Hip Hop no Currículo: Brasília Sedia Encontro Histórico para a Educação Nacional

28 de janeiro de 2026

Em encontro com representantes do movimento hip hop na segunda (26), pasta avançou no desenho de política que busca promover o sucesso escolar de estudantes negros e periféricos pelo diálogo com essa cultura. O artista caruaruense Bira Setenove participou das discussões. Foto: Divulgação.

BRASÍLIA – A sede do Ministério da Educação (MEC) tornou-se, nesta semana, o epicentro de uma transformação pedagógica e cultural. Representantes e “fazedores de cultura” de todo o Brasil estão reunidos na capital federal com um objetivo ambicioso: integrar oficialmente a cultura Hip Hop ao currículo escolar nacional.

O Nascimento da Escola Nacional do Hip Hop

O encontro não se limita apenas ao debate teórico. Entre as decisões mais impactantes do evento, destaca-se a criação da Escola Nacional do Hip Hop. A iniciativa visa institucionalizar o movimento como uma ferramenta pedagógica capaz de dialogar com a juventude e promover a inclusão social através da arte, da dança e da rima.

Vindo de Caruaru, o articulador cultural Bira Setenove participa ativamente das discussões.

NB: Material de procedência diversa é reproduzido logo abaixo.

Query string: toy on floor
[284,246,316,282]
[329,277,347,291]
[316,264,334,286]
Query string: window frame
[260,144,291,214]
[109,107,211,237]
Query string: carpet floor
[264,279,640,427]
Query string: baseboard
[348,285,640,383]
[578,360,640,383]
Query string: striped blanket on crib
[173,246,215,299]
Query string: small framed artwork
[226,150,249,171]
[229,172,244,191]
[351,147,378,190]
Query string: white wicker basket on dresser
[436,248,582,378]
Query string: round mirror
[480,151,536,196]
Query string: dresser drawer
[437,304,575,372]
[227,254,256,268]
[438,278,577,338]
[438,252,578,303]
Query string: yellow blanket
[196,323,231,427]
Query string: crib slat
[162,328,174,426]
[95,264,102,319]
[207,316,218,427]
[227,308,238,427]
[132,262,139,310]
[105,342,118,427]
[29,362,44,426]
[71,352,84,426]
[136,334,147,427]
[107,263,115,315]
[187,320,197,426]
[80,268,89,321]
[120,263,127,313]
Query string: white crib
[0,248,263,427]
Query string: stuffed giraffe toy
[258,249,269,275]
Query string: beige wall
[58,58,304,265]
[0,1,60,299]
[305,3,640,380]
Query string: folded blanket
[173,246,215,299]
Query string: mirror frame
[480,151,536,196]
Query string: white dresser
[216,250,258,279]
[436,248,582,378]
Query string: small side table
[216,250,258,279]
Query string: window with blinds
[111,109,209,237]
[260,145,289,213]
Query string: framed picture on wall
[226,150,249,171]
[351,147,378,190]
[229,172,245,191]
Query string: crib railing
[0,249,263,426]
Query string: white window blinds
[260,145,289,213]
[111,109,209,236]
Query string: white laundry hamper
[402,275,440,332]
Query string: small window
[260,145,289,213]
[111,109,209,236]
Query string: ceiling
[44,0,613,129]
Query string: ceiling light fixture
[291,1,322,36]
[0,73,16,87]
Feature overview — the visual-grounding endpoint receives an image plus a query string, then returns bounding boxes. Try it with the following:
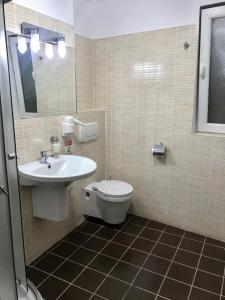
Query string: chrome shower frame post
[0,0,27,300]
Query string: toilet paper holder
[152,143,166,157]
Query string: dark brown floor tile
[206,238,225,248]
[198,256,225,276]
[110,261,140,283]
[26,268,48,286]
[189,287,220,300]
[165,225,185,236]
[91,295,104,300]
[65,231,91,245]
[121,223,142,235]
[51,242,78,258]
[202,244,225,261]
[121,249,148,267]
[83,237,108,252]
[70,248,97,266]
[152,244,176,259]
[180,238,203,254]
[174,249,199,268]
[95,227,118,240]
[167,263,195,284]
[74,268,105,292]
[134,270,163,293]
[91,295,104,300]
[148,220,166,231]
[159,233,181,247]
[159,278,191,300]
[78,222,101,235]
[140,228,161,241]
[53,261,84,282]
[30,251,48,266]
[129,215,148,226]
[102,242,127,259]
[125,286,155,300]
[59,285,93,300]
[96,277,129,300]
[35,254,65,273]
[89,254,117,274]
[184,231,205,242]
[144,255,170,275]
[38,276,69,300]
[194,271,222,294]
[132,238,155,253]
[112,232,135,246]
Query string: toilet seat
[96,180,133,202]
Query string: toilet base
[83,182,131,225]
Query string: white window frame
[9,36,39,119]
[197,5,225,133]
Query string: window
[197,5,225,133]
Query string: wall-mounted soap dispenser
[62,116,74,154]
[62,116,98,143]
[50,136,61,157]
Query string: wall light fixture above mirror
[18,22,66,59]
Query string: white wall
[74,0,225,38]
[13,0,74,24]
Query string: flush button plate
[0,186,9,196]
[8,153,16,160]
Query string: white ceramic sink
[18,155,97,183]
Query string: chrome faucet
[39,151,50,165]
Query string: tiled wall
[75,35,94,111]
[5,3,105,263]
[4,2,74,47]
[15,111,105,263]
[90,25,225,240]
[32,44,76,117]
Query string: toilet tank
[82,182,102,219]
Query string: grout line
[31,264,223,299]
[187,238,206,300]
[62,231,225,262]
[46,242,223,283]
[220,260,225,300]
[122,221,167,299]
[34,226,105,288]
[56,220,132,300]
[90,221,150,295]
[157,232,185,296]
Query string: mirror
[8,33,76,119]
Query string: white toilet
[83,180,133,224]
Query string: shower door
[0,0,27,300]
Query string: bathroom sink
[18,155,97,183]
[18,155,97,222]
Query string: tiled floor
[27,215,225,300]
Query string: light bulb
[58,40,66,58]
[45,43,54,59]
[18,36,27,54]
[30,32,40,53]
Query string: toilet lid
[97,180,133,198]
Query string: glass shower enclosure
[0,0,42,300]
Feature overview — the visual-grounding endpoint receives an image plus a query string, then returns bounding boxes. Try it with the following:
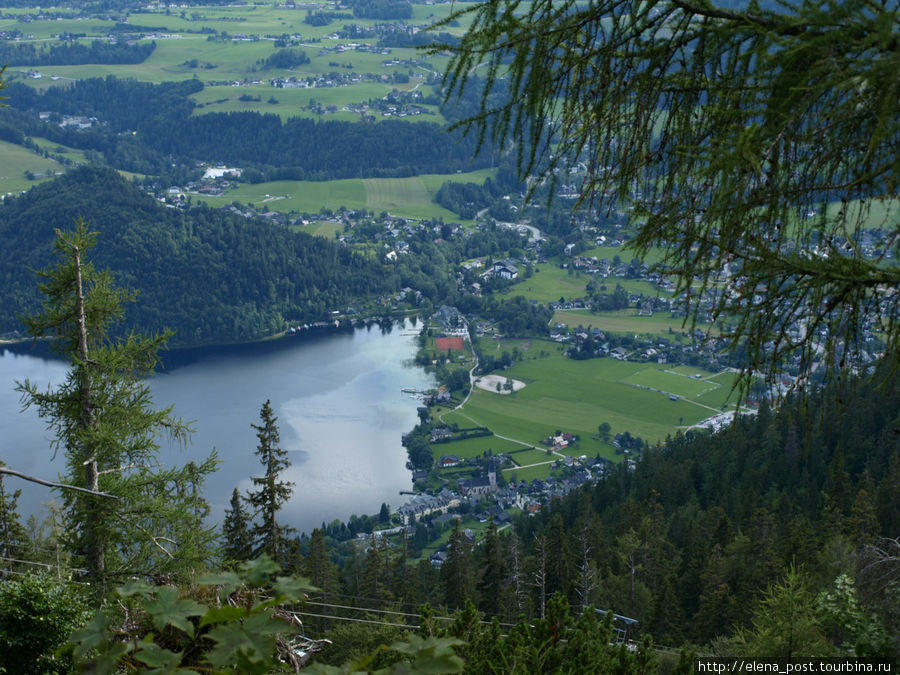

Para ele, o momento é um marco divisor de águas:

“Isso significa a validação do Hip Hop como ferramenta real de educação e uma nova perspectiva para o futuro dos nossos jovens artistas”, afirma.

Foto: Divulgação

Educação, Território e Movimento

O fórum tem sido pautado pela construção coletiva, funcionando como um espaço de escuta para quem vive o movimento na ponta. A premissa é clara: o Hip Hop é, essencialmente, educação e território. O processo de implementação no currículo do MEC promete ser contínuo, com novas ações e vivências sendo compartilhadas conforme as diretrizes avançam.


Avanço no Legislativo: Dia Nacional do Hip Hop

Paralelamente aos debates no MEC, a cultura urbana celebra conquistas no Congresso Nacional. De autoria do Poder Executivo e com forte apoio do Ministério da Cultura (MinC), o Projeto de Lei 5660/23 deu um passo decisivo.

  • Dia Nacional do Hip Hop: Proposto para o dia 11 de agosto.

  • Semana de Valorização: Criação de um calendário dedicado à difusão da cultura.

  • Status: Aprovado na Câmara dos Deputados em novembro de 2025; o texto segue agora para votação no Senado.

A proposta é vista como uma vitória da articulação entre os artistas, o governo federal e a frente parlamentar mista, consolidando o Hip Hop não apenas como entretenimento, mas como patrimônio cultural e educativo do Brasil.

Escola Nacional de Hip Hop

A iniciativa fará parte da Política Nacional de Equidade, Educação para as Relações Étnico-Raciais e Educação Escolar Quilombola (Pneerq).

A política, que ainda está sendo desenhada pelo MEC, estará estruturada em quatro eixos: coordenação federativa; formação; materiais de apoio; e difusão, reconhecimento e valorização de saberes. Com isso, a Escola Nacional de Hip Hop se propõe fortalecer a identidade e representatividade de alunos negros no ambiente escolar.

Pneerq – A Política Nacional de Equidade, Educação para as Relações Étnico-Raciais e Educação Escolar Quilombola (Pneerq), criada pela Portaria nº 470/2024, objetiva implementar ações e programas educacionais voltados à superação das desigualdades étnico-raciais e do racismo nos ambientes de ensino, bem como à promoção da política educacional para a população quilombola. O público-alvo é formado por gestores, professores, funcionários e alunos, abrangendo toda a comunidade escolar.

São compromissos da Política: estruturar um sistema de metas e monitoramento; assegurar a implementação do art. 26-A da Lei nº 9.394, de 1996; formar profissionais da educação para gestão e docência no âmbito da educação para relações étnico-raciais (Erer) e da educação escolar quilombola (EEQ); induzir a construção de capacidades institucionais para a condução das políticas de Erer e EEQ nos entes federados; reconhecer avanços institucionais de práticas educacionais antirracistas; contribuir para a superação das desigualdades étnico-raciais na educação brasileira; consolidar a modalidade educação escolar quilombola, com implementação das Diretrizes Nacionais; e implementar protocolos de prevenção e resposta ao racismo nas escolas (públicas e privadas) e nas instituições de educação superior.